Nicht nur die Geschäftserwartung sondern auch die Einschätzungen der aktuellen Lage für die kommenden Monate fallen gedämpft aus. Der Grund hierfür sind unter anderem eine schwächer laufende Weltwirtschaft, ungelöste Zoll- und Handelsstreitigkeiten, Sanktionen in wichtigen Zielmärkten, der EU-Austritt Großbritanniens sowie steigende Kosten- und Bürokratiebelastungen. Obwohl nach den Rekordwerten zur letzten Umfrage, die Bauindustrie etwas verhaltener agieren, lassen wachsende Aufträge wieder ein erfolgreiches Jahr 2019 für diese Branche erwarten.

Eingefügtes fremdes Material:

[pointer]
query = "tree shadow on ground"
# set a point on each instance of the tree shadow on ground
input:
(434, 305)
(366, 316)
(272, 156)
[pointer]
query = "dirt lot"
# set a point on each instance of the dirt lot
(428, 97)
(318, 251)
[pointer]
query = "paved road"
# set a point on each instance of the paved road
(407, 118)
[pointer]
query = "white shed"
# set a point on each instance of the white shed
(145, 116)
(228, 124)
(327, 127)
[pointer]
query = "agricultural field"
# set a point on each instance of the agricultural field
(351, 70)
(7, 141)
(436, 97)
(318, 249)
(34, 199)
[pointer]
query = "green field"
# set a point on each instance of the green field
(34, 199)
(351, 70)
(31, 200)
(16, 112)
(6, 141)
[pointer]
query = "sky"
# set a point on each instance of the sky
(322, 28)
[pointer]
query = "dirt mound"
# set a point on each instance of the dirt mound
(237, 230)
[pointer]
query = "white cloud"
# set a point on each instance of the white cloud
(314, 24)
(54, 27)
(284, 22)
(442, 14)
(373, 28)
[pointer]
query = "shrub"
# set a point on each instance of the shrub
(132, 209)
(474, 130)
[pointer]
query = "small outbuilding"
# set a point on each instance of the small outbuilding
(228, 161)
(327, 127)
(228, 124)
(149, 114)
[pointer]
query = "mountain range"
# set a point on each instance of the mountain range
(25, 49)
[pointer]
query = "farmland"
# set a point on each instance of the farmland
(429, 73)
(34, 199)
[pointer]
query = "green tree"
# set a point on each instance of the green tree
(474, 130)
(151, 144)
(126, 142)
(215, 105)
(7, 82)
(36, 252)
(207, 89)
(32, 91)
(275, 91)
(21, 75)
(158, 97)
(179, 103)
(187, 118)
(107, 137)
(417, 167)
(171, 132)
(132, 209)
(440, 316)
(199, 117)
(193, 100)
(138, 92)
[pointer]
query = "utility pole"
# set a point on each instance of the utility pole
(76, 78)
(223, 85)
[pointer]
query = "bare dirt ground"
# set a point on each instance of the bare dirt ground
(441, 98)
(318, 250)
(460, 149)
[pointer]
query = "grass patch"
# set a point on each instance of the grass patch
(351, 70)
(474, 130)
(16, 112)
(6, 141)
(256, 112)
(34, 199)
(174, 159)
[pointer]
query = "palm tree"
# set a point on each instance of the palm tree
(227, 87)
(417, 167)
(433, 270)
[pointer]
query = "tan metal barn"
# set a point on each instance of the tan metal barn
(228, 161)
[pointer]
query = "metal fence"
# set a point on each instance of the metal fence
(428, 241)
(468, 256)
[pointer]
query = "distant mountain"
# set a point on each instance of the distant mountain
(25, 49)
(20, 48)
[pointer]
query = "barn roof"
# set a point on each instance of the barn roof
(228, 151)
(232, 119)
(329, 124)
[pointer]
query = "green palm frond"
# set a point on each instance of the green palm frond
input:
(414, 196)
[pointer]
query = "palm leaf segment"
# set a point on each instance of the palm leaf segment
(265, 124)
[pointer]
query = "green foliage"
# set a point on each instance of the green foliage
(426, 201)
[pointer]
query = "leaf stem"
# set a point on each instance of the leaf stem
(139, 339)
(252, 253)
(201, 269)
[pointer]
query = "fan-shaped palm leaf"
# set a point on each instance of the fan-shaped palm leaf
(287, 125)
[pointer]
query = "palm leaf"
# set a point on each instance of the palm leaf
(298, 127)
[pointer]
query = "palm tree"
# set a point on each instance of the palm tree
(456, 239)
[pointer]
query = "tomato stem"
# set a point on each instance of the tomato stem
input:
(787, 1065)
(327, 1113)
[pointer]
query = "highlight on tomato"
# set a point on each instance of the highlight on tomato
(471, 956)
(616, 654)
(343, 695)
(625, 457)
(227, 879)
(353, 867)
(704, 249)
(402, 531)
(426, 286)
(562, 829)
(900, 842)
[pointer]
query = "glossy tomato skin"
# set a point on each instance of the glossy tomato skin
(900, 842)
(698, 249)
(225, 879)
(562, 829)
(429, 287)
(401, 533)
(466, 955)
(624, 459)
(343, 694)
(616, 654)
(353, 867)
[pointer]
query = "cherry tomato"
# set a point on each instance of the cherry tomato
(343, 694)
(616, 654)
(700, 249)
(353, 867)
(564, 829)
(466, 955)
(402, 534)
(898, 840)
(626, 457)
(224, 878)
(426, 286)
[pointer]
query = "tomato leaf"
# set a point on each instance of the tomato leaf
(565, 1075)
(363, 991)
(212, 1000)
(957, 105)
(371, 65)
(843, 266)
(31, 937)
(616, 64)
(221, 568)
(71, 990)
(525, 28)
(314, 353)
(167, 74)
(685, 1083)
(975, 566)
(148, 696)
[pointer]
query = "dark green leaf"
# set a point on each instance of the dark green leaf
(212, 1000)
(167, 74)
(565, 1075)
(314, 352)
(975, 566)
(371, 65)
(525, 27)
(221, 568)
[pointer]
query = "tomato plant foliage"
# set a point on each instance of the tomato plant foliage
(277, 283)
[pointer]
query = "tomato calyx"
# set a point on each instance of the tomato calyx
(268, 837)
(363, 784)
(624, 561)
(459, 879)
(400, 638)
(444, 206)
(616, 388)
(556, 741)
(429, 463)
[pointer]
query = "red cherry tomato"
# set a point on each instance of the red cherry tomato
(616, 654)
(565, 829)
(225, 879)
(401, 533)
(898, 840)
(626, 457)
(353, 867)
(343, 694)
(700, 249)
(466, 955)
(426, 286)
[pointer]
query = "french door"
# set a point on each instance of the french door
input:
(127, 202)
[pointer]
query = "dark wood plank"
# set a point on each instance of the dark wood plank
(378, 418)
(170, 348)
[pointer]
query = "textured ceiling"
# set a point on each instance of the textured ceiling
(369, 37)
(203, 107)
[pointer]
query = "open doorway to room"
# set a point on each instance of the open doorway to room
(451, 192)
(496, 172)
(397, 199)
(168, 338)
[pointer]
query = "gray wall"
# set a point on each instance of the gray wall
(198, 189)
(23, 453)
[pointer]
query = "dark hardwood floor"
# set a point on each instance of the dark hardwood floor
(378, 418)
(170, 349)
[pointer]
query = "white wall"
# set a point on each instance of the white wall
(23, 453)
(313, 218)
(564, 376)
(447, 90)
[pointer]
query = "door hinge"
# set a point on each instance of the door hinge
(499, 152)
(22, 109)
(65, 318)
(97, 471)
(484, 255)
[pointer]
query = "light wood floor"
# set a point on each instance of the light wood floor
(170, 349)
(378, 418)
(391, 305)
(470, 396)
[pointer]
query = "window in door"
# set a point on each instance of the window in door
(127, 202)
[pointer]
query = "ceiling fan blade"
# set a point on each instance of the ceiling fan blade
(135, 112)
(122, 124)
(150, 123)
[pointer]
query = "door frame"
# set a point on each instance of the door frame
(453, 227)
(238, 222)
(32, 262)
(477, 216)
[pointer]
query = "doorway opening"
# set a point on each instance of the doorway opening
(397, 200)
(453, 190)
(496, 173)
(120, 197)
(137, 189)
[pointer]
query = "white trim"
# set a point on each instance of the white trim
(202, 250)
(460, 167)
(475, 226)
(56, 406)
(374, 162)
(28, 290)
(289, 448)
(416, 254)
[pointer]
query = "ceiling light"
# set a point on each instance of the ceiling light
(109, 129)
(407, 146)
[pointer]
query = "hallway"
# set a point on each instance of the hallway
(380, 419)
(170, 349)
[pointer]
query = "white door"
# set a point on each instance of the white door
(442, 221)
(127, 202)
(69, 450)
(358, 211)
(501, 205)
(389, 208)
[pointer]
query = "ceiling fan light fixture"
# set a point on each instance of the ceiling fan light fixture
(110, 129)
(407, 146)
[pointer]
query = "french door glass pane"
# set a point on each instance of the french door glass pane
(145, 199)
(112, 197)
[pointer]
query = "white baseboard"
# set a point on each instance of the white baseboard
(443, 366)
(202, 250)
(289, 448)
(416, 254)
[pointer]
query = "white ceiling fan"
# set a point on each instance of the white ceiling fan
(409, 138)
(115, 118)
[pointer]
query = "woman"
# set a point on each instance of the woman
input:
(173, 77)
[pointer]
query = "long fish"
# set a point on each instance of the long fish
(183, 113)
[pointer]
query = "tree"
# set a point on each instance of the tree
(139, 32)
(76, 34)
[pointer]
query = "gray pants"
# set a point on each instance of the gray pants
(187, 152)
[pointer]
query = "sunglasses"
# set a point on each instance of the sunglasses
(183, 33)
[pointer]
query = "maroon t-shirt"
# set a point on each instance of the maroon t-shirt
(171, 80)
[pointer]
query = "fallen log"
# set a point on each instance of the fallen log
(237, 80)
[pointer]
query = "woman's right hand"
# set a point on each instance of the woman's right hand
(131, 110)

Auch bei den Geschäftserwartungen sinkt der Optimismus. Insbesondere in der Industrie wurden die Prognosen nach unten korrigiert. Allein der Handel ist optimistischer als in der Vorumfrage. Zur Verbesserung der Wettbewerbsfähigkeit seien verbesserte Standortfaktoren dringend notwendig, so Dieter Pfortner, Präsident der IHK Chemnitz. Dennoch bewertet weiterhin eine deutliche Mehrheit von 55 Prozent der Unternehmen ihre Geschäftslage als gut, nur sieben Prozent sind unzufrieden.

An der Konjunkturumfrage der IHK Chemnitz beteiligten sich 669 Unternehmen mit rund 34.000 Beschäftigten aus den Wirtschaftsbereichen Industrie, Bau, Handel, Dienstleistungs- und Güterverkehrsgewerbe.